Pengertian
Ulkus dekubitus adalah kerusakan kulit yang terjadi akibat kekurangan aliran
darah dan iritasi pada kulit yang menutupi tulang yang menonjol, dimana kulit
tersebut mendapatkan tekanan dari tempat tidur, kursi roda, gips, pembidaian atau
benda keras lainnya dalam jangka panjang.
National pressure Ulcer Advisory panel (NPUAP), 1989 dalam Potter & perry,
2005) mengatakan dekubitus merupakan nekrosis jaringan lokal yang cenderung
terjadi ketika jaringan lunak tertekan diantara tonjolan tulang dengan permukaan
eksternal dalam jangka waktu lama.
Dekubitus adalah kerusakan struktur anatomis dan fungsi kulit normal akibat
dari tekanan eksternal yang berhubungan dengan penonjolan tulang dan tidak sembuh
dengan urutan dan waktu biasa (Potter, 2006).
2. Patofisiologi Terjadinya Dekubitus
Tekanan daerah pada kapiler berkisar antara 16 mmHg-33 mmHg. Kulit akan
tetap utuh karena sirkulasi darah terjaga, bila tekanan padanya masih berkisar pada
batas-batas tersebut. Tetapi sebagai contoh bila seorang penderita immobil/terpancang
pada tempat tidurnya secara pasif dan berbaring diatas kasur busa maka tekanan
daerah sakrum akan mencapai 60-70 mmHg dan daerah tumit mencapai 30-45 mmHg.
Tekanan akan menimbulkan daerah iskemik dan bila berlanjut terjadi nokrosis
jaringan kulit. Percobaan pada binatang didapatkan bahwa sumbatan total pada
kapiler masih bersifat reversibel bila kurang dari 2 jam.
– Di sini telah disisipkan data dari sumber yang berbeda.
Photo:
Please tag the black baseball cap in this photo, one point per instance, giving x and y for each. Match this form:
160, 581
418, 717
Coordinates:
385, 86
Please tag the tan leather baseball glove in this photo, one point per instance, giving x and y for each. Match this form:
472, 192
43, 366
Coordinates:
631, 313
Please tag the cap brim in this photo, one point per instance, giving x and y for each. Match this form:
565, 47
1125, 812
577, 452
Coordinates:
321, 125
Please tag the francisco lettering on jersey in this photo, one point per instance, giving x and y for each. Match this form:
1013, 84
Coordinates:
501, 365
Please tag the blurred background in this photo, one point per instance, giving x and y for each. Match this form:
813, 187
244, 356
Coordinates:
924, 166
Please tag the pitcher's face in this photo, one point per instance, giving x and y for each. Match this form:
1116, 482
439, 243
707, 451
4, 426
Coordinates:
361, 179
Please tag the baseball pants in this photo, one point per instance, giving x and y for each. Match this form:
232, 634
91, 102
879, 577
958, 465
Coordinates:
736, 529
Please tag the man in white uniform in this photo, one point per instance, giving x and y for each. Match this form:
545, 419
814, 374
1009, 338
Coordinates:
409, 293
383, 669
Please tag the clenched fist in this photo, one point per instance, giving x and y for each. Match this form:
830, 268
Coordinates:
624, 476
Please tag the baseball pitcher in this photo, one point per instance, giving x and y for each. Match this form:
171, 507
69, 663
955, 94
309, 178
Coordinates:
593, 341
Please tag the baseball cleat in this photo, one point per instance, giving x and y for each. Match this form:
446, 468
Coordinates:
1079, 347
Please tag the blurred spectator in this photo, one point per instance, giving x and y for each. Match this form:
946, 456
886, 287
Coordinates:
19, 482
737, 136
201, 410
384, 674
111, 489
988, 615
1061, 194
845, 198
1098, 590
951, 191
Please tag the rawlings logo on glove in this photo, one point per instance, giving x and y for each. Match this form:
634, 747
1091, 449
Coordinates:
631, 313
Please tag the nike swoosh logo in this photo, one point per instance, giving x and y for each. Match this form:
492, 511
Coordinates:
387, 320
Seorang yang terpaksa
berbaring berminggu-minggu tidak akan mengalami dakubitus selama dapat
mengganti posisi beberapa kali perjammnya.
Selain faktor tekanan, ada beberapa faktor mekanik tambahan yang dapat
memudahkan terjadinya dekubitus :
a. Faktor teregangnya kulit misalnya gerakan meluncur ke bawah pada penderita
dengan posisi dengan setengah berbaring.
b. Faktor terlipatnya kulit akiab gesekan badan yang sangat kurus dengan alas
tempat tidur, sehingga seakan-akan kulit tertinggal dari area tubuh lainnya.
Faktor teragannya kulit akibat daya luncur antara tubuh dengan alas tempatnya
berbaring akan menyebabkan terjadinya iskemia jaringan setempat. Keadaan ini
terjadi bila penderita immobil, tidak dibaringkan terlentang mendatar, tetapi pada
posisi setengah duduk. Ada kecenderungan dari tubuh untuk meluncur kebawah,
apalagi keadaannya basah. Sering kali hal ini dicegah dengan memberikan penhalang,
misalnya bantal kecil/balok kayu pada kedua telapak kaki. Upaya ini hanya akian
mencegah pergerakan dari kulit, yang sekarang terfiksasi dari alas, tetapi rangka
tulang tetap cederung maju kedepan.
Akibatnya terjadi garis-garis penekanan/peregangan pada jaringan subkutan
yang sekan-akan tergunting pada tempat-tempat tertentu, dan akan terjadi penutupan
arteriole dan arteri-arteri kecil akibat terlalu teregang bahkan sampai robek. Tenaga
menggunting ini disebut Shering Forces. Sebagai tambahan dari shering forces ini,
pergerakan dari tubuh diatas alas tempatnya berbaring, dengan fiksasi kulit pada
permukaan alas akan menyebabkan terjadinya lipatan-lipatan kulit (skin folding).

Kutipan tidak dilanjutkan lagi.